Ferrellgas IT vice president Bill Evans said he received more benefits than he expected after upgrading to an all-flash storage array. He knew performance would improve over his hybrid system, but said he also found management much simpler with one storage tier instead of three.
There were also financial bonuses. To his surprise, Evans' Violin Memory Flash Storage Platform (FSP) 7300 cost less than hybrid storage systems from legacy vendors. And the performance boost from the Violin flash array allowed him to converge data centers at a considerable cost saving.
Ferrellgas, based in Overland Park, Kan., sells propane gas in all 50 states. It's most critical data is tied to a routing application that coordinates trucks, drivers and inventory for about 46,000 portable tank exchange locations nationally. Evans said the time to run that application after switching from a hybrid EMC VNX shrunk to a Violin flash array from at least 10 hours to four hours. Other processes that used to take two hours now complete in a couple of minutes, he said.
"It's quite a bit faster than using flash, Fibre Channel and SATA [tiers]," Evans said of having only one flash tier. "We can stick all our data into flash now. Before we were taking our SAN storage [with disk] and migrating it to SAN storage [with flash]. We were expecting performance improvements, but not this much. I don't see any reason to turn back [to HDDs]."
Evans made the switch to all-flash late last summer. He said the Violin flash array presents "a single pane of glass, easy to manage, single tier, it doesn't have all the manipulations."
The timing of the deal allowed Ferrellgas to save around $1 million a year with the FSP purchase, Evans said. Ferrellgas bought another company in August, and that company had outsourced all of its IT to Rackspace. That was about the same time as Ferrellgas installed its Violin flash array, and migrated data and virtual machines from Rackspace to its own data center. The $1 million savings comes from ending the outsourcing contract.
Bill Evansvice president of IT, Ferrellgas
Evans had already received positive sticker shock when he priced all-flash arrays against hybrid legacy systems from EMC and IBM when his EMC maintenance contract was about to expire. He said the all-flash system cost less, and also saved him from hiring a dedicated storage administrator or outsourcing the task.
"Violin's all-flash priced out better than the hybrids we were looking at with comparable capacity," he said. "That was a big surprise to us."
He bought four Violin Memory FSP 7300 all-flash arrays with 44 TB of usable capacity on each one, and installed them at two locations.
"We wanted to find a way to manage storage easier," Evans said. "We had one guy managing the EMC stack, and when he left we couldn't afford to hire one person to just manage our storage. The same guy had to manage Windows servers and some Exchange, so we outsourced storage management. When we looked at new storage, one of my requirements was to find a way to manage it internally."

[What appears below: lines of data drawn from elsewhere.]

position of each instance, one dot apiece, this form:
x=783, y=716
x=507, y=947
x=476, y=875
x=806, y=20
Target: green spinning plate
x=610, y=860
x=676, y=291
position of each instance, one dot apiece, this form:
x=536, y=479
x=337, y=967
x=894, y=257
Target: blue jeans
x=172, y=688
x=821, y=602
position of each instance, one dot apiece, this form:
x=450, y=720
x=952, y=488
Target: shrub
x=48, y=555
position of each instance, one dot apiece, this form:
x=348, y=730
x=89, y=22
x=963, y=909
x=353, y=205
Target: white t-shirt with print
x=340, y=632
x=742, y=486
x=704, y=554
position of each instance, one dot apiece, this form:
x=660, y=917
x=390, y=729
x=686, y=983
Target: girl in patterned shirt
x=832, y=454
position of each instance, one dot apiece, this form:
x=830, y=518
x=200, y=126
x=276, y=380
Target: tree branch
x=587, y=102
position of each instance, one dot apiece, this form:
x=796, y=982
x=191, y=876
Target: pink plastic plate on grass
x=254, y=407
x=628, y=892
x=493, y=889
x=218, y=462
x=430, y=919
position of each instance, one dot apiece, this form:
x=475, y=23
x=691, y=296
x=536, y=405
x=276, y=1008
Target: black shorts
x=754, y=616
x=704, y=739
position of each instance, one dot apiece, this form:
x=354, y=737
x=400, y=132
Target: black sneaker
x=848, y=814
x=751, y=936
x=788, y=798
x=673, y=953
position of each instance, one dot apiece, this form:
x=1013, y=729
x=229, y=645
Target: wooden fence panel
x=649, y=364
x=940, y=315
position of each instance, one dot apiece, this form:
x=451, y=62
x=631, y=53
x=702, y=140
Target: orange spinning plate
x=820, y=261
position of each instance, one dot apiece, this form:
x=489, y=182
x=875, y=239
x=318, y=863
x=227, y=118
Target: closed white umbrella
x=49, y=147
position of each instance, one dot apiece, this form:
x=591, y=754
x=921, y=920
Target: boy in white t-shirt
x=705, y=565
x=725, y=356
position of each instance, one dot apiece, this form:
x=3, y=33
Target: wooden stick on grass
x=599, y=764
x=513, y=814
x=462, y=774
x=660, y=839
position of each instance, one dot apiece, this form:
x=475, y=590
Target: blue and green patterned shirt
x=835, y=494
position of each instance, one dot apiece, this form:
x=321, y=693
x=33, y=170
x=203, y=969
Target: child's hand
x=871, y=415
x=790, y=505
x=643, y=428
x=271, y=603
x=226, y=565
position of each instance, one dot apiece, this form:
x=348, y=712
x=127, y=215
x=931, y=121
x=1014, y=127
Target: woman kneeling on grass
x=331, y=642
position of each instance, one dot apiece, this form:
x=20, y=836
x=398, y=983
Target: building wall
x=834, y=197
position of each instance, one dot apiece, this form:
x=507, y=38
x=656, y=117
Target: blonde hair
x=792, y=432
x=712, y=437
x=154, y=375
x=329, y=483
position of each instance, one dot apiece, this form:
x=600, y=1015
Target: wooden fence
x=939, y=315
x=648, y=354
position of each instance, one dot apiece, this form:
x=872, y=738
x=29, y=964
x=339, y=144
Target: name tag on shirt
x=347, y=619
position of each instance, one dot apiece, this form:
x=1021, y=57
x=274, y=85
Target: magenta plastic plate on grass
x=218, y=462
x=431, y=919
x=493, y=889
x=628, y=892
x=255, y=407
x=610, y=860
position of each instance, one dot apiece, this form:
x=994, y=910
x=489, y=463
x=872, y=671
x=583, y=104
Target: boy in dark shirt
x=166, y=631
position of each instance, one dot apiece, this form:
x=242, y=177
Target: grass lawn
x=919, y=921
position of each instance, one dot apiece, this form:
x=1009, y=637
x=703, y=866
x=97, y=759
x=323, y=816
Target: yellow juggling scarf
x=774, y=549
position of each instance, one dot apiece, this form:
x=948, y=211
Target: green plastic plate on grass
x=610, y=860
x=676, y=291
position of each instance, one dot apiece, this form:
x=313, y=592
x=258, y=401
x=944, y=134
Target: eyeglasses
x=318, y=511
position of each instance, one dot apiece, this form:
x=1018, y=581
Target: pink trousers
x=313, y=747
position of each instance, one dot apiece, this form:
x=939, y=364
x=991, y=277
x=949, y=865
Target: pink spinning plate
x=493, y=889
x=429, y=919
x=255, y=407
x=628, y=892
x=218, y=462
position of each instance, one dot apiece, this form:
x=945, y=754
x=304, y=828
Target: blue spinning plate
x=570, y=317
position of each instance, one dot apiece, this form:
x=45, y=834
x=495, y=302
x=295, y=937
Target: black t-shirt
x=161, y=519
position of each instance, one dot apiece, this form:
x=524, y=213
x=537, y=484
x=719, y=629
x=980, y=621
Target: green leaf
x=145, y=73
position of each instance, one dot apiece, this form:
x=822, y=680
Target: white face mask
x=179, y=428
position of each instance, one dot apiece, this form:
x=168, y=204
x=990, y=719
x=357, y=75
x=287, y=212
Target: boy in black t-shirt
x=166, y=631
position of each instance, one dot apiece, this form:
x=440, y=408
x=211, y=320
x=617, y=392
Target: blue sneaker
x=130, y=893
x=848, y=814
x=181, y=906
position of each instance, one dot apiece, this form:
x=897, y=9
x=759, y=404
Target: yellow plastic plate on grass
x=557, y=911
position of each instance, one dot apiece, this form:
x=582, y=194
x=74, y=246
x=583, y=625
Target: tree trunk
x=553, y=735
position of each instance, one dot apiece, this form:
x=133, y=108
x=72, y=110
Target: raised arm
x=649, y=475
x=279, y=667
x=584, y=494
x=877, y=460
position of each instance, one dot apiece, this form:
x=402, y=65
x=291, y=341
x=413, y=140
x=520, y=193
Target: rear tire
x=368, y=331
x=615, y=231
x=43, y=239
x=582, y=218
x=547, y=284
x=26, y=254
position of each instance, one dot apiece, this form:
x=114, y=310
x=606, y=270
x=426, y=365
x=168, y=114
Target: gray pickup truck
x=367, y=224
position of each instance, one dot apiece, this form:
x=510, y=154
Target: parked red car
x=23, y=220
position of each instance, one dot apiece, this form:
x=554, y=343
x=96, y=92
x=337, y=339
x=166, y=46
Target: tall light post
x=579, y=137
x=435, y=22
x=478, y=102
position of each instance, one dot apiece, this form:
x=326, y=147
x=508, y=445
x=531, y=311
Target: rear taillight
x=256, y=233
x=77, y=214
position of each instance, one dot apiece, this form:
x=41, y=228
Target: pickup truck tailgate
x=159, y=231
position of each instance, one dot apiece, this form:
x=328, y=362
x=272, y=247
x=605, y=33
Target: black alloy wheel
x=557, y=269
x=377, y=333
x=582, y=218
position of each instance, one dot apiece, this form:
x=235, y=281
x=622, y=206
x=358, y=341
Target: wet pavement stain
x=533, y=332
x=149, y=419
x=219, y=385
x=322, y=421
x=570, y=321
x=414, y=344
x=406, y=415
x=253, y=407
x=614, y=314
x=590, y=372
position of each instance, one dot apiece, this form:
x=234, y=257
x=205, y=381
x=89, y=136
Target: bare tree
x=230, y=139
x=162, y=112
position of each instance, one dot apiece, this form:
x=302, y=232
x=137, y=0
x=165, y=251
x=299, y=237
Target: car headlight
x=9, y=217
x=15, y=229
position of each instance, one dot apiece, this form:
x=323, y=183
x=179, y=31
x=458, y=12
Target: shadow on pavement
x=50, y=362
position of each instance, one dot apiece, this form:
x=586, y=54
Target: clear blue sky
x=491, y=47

Evans said he hasn't turned on Violin's deduplication and compression yet but plans to test those data reduction features soon. "That will help give us more capacity," he said. "If we make another acquisition, we will be able to handle that without any additional storage investment."
He also plans to use the Violin flash array's synchronous replication when the company consolidates from three data centers to two data centers. Ferrellgas currently has data centers in Kansas, North Carolina and Missouri but will soon close the Missouri facility. Evans said he will then have production running in both remaining data centers on Violin flash arrays, and he can run completely out of one data center if the other one goes down.
The synchronization will alleviate the need for log shipping to protect his databases. "Migrating the databases is the end game for us," he said. "Then we'll have all our primary data on flash."